Several of the nests named were destroyed, but none by the squirrel. In the light of my observations I cannot consistently denounce the red squirrel.

BLACK-THROATED GREEN WARBLER.

V.
CHANGES IN HERMIT-LIFE

For several years I had slept in a hammock without a roof to keep off the night air. I had found this method inconvenient on account of stormy nights, when I was obliged to seek the shelter of the cabin. I overcame the difficulty by putting a tent roof over my hammock. The sides and ends were open so that I was practically exposed to the night air. The tent roof protected me on stormy nights, and with this slight shelter I slept out-doors from April 1st until Christmas, unless there was a heavy, fall of snow, meantime.

I found it inconvenient to cook my breakfast, and then, after eating it, go to the city. Why I did so was on account of my coffee habit. I had tried to find a good cup of coffee in the city and had failed, so had depended on my own brewing.

One morning I dropped into the little store at the head of Pavilion Beach, and the proprietor asked me to have a cup of coffee. He piloted me into a back shop, where he told me that he served a light lunch with coffee, to the farmers. The coffee was just to my taste, and for twelve years I patronized the coffee trade in that little back shop. My note-book shows that during the twelve years I had missed only eighty mornings. I had paid six hundred and forty-five dollars, during that time, for my lunch and coffee, and had walked, on account of my breakfast, seventeen thousand two hundred miles. Whew! It makes me feel poor and tired to recall it. I do not remember that I remained at home to breakfast on account of a storm.
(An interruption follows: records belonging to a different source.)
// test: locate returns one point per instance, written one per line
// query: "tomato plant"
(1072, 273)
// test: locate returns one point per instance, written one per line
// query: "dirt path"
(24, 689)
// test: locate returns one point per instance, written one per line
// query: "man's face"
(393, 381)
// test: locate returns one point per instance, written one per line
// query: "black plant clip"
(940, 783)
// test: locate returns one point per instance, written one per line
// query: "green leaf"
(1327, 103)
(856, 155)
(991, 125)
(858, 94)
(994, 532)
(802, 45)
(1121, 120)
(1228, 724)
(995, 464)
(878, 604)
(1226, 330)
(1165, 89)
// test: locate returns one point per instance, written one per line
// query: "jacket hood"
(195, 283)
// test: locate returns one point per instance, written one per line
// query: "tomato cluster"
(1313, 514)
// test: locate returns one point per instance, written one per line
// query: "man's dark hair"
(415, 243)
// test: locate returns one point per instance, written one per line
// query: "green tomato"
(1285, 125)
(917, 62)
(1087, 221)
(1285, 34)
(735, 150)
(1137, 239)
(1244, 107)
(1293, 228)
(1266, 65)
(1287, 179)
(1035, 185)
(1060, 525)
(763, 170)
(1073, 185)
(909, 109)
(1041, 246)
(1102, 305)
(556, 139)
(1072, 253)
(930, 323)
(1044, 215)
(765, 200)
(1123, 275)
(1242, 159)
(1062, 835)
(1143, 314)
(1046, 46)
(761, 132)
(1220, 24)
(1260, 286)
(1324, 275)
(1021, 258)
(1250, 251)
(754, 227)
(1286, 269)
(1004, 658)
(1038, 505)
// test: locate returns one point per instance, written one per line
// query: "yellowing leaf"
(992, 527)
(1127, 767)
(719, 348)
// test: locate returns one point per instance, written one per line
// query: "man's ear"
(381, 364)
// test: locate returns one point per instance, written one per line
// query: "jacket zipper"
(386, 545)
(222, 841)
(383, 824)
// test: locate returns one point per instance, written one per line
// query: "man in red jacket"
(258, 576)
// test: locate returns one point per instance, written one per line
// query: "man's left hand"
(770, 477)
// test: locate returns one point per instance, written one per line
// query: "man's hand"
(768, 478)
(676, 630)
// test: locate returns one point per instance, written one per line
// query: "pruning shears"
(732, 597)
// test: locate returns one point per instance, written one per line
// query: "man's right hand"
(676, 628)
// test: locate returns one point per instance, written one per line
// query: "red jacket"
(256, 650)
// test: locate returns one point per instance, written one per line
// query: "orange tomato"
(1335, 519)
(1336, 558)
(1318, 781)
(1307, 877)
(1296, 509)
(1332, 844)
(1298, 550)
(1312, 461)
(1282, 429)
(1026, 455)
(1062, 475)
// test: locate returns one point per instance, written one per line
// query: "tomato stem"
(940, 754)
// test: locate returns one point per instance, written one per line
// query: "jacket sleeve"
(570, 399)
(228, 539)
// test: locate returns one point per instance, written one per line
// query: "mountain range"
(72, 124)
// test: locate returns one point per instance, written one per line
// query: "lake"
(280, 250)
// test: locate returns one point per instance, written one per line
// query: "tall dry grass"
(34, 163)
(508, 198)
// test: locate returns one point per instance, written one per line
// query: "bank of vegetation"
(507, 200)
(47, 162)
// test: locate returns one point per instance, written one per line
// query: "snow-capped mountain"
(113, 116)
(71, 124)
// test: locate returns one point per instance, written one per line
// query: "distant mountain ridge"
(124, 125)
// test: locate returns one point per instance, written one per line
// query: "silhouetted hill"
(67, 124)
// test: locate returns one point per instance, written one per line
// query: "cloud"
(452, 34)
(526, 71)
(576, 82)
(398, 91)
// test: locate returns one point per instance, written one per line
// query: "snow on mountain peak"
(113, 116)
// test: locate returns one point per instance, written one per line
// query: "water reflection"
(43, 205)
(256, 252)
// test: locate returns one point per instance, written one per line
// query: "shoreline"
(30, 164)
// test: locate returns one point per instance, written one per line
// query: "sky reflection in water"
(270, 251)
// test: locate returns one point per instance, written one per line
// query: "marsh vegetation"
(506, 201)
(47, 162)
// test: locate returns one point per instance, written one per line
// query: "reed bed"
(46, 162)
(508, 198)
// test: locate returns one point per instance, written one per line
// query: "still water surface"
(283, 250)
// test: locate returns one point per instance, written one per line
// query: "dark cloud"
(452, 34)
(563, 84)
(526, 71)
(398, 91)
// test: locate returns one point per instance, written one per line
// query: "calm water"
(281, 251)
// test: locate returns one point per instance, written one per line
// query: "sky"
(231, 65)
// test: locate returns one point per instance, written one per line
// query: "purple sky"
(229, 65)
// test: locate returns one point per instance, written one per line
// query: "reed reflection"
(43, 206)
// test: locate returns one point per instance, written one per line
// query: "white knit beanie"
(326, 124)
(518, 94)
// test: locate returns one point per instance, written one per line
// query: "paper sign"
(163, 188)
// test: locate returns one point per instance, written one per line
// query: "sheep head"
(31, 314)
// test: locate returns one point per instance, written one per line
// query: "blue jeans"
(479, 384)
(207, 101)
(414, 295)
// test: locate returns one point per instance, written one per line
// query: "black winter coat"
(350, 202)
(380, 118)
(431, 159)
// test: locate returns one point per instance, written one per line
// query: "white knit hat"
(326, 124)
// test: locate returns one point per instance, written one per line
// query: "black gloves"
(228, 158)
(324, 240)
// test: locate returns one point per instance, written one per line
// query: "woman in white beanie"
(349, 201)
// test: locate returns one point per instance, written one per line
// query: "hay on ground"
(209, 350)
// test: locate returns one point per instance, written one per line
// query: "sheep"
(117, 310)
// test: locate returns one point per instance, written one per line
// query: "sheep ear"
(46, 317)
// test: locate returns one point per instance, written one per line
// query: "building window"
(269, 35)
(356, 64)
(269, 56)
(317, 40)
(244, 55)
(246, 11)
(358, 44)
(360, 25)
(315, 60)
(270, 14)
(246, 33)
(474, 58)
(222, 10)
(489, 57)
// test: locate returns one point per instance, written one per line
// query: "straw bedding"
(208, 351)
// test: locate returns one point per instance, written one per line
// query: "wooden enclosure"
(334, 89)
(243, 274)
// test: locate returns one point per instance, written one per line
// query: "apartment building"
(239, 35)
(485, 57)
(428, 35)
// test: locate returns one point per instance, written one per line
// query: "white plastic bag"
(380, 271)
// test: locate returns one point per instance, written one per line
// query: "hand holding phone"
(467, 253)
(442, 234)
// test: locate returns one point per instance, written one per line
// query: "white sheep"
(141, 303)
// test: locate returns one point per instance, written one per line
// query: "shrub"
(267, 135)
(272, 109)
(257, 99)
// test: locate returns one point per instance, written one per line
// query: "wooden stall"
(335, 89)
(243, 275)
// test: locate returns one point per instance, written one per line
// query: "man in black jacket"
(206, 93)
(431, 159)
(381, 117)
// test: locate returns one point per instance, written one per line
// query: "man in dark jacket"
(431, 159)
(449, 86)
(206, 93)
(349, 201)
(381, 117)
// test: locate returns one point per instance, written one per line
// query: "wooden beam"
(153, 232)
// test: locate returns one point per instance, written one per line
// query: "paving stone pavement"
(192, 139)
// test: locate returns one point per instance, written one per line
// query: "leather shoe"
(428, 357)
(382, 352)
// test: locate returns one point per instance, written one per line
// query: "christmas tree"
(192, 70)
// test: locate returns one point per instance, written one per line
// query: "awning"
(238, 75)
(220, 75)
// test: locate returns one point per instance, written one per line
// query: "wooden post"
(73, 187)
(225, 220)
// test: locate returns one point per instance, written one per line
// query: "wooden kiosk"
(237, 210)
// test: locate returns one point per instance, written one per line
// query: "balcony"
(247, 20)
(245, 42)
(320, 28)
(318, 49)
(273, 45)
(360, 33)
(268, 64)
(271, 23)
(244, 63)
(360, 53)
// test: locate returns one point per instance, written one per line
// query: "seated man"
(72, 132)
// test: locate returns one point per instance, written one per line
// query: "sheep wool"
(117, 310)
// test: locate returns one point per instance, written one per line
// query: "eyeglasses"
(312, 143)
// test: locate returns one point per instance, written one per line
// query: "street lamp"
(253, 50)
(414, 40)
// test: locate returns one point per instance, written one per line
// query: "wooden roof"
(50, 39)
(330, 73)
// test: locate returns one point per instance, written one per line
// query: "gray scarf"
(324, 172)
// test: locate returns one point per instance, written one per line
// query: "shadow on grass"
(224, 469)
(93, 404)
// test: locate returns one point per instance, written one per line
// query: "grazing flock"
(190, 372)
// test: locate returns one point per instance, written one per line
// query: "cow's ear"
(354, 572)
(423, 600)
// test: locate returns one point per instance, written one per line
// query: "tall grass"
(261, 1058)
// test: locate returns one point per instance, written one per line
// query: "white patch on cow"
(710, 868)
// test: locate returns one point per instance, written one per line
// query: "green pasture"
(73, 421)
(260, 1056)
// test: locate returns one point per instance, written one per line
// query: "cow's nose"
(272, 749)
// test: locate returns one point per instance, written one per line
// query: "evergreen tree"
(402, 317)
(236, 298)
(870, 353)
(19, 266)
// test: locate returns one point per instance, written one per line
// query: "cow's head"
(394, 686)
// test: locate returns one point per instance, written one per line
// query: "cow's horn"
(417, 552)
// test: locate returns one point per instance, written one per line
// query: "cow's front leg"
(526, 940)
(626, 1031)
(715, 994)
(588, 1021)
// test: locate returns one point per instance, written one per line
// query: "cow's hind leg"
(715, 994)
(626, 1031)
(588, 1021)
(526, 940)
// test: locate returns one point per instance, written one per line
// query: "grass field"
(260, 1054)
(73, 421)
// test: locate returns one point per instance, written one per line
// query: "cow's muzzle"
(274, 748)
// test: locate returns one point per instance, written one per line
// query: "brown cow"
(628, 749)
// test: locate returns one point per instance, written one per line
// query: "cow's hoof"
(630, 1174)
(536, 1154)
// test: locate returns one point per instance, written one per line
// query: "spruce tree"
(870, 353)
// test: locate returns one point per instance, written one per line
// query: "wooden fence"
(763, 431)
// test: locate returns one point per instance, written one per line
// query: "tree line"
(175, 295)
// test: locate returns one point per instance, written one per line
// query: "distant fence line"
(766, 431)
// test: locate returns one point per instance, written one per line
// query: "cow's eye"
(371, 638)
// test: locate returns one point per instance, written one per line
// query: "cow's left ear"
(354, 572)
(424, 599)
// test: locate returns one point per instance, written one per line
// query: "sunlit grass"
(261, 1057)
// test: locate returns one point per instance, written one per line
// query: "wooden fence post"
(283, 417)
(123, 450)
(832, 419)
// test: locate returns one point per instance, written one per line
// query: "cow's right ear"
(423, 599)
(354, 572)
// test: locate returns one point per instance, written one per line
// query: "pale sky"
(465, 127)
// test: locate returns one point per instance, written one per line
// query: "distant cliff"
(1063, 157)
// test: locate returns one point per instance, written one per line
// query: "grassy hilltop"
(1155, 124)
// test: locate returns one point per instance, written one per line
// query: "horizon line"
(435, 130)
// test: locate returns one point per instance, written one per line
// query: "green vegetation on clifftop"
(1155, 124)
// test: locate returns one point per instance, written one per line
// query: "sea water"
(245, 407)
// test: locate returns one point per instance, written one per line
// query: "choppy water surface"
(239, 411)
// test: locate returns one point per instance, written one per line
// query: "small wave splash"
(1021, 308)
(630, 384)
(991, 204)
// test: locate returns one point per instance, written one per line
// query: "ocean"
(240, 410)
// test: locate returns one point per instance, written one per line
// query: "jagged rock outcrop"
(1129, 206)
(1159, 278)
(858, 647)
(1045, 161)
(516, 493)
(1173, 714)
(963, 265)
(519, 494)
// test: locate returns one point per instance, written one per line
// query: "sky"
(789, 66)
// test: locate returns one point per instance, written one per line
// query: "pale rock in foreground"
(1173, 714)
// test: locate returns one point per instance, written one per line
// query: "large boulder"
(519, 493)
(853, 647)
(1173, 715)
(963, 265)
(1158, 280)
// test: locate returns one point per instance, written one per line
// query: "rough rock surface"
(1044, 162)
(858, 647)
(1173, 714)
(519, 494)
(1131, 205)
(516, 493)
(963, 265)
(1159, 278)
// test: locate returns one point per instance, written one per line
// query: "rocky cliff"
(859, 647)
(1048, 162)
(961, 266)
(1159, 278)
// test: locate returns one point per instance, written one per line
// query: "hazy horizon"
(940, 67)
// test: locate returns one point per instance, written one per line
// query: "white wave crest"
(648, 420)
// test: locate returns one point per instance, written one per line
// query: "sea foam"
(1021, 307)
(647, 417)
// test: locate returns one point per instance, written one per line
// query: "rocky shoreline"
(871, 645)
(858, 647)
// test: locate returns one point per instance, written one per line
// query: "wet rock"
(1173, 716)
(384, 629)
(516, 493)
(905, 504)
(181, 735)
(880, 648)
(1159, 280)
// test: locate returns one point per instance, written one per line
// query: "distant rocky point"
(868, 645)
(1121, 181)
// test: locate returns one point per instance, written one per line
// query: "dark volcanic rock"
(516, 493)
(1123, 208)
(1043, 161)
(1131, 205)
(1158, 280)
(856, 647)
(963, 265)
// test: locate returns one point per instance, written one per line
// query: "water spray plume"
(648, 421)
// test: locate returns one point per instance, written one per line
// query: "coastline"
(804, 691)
The eighty mornings which I missed in the twelve years were accounted for by absence from the city.

I would leave my cabin, summer or winter, at half-past five o'clock, so I could sit down to breakfast in the back shop about six.

In the winter months it was dark at half-past five in the morning, but that did not disturb me. I did not use a lantern because I would not be bothered with it, and for another reason. It made one a bright and shining object for early ghouls or tramps.